Le 16 janvier, une importante affaire de fraude impliquant des cryptomonnaies et du blanchiment d’argent liquide dans l’Utah, aux États-Unis, a marqué le verdict. Brian Garry Sewell, 54 ans, a été condamné à trois ans de prison et à plus de 3,8 millions de dollars de dommages et intérêts par un tribunal fédéral américain pour fraude à l’investissement et exploitation d’une entreprise de transfert d’argent non autorisée.
Selon les révélations des procureurs, Brian Garry Sewell a plaidé coupable de fraude électronique, ce qui a entraîné des pertes cumulées de plus de 2,9 millions de dollars pour les investisseurs. Le tribunal l’a condamné à 36 mois de prison avec 36 mois supplémentaires de libération surveillée. Parallèlement, il a également admis avoir échangé illégalement plus de 5,4 millions de dollars en espèces contre des cryptomonnaies pour des clients tiers dans une autre accusation, dont certaines concernaient la fraude et des crimes liés à la drogue. Les deux peines seront exécutées simultanément, pour un total de trois ans.
La juge du tribunal de district américain Ann Marie McIff Allen a également statué que Sewell devait verser un total de 3 822 909 $ de dommages-intérêts à plusieurs parties, y compris le remboursement des gains mal acquis aux investisseurs lésés, aux institutions financières et au Département de la Sécurité intérieure des États-Unis.

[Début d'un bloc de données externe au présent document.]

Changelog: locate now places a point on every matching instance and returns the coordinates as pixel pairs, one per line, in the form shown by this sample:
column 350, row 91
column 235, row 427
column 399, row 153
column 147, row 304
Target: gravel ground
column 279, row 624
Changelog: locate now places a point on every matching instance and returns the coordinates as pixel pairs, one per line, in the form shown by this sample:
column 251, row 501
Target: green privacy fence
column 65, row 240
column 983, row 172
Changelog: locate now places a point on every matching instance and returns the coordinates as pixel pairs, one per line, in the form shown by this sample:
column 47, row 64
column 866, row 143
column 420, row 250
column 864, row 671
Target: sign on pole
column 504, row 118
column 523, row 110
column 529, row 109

Les documents du ministère public montrent que le stratagème de fraude à l’investissement a débuté en décembre 2017 et a duré jusqu’en avril 2024. Durant cette période, Sewell a fraudé des liquidités et des cryptomonnaies auprès d’au moins 17 personnes en se confiant sur son expérience en investissement, son parcours scolaire et sa grande capacité à retour. Selon le chef du FBI à Salt Lake City, Robert Bohls, les victimes subissent non seulement des pertes financières, mais leurs familles en subissent aussi les conséquences pendant longtemps.
De plus, entre mars et septembre 2020, Sewell a opéré comme société de transfert d’argent non agréée via Rockwell Capital Management pour échanger de grandes sommes d’argent liquide et de cryptomonnaies pour des clients et percevoir des frais, mais ne respectait aucune obligation d’enregistrement et de déclaration AML.
Cette affaire intervient à un moment où les crimes liés aux cryptomonnaies sont en hausse. Selon les données des analystes de la blockchain, l’ampleur des fonds affluent vers des adresses crypto-monnaies illégales devrait atteindre un nouveau sommet en 2025, soulignant l’importance de la réglementation et de la conformité dans le domaine des actifs numériques.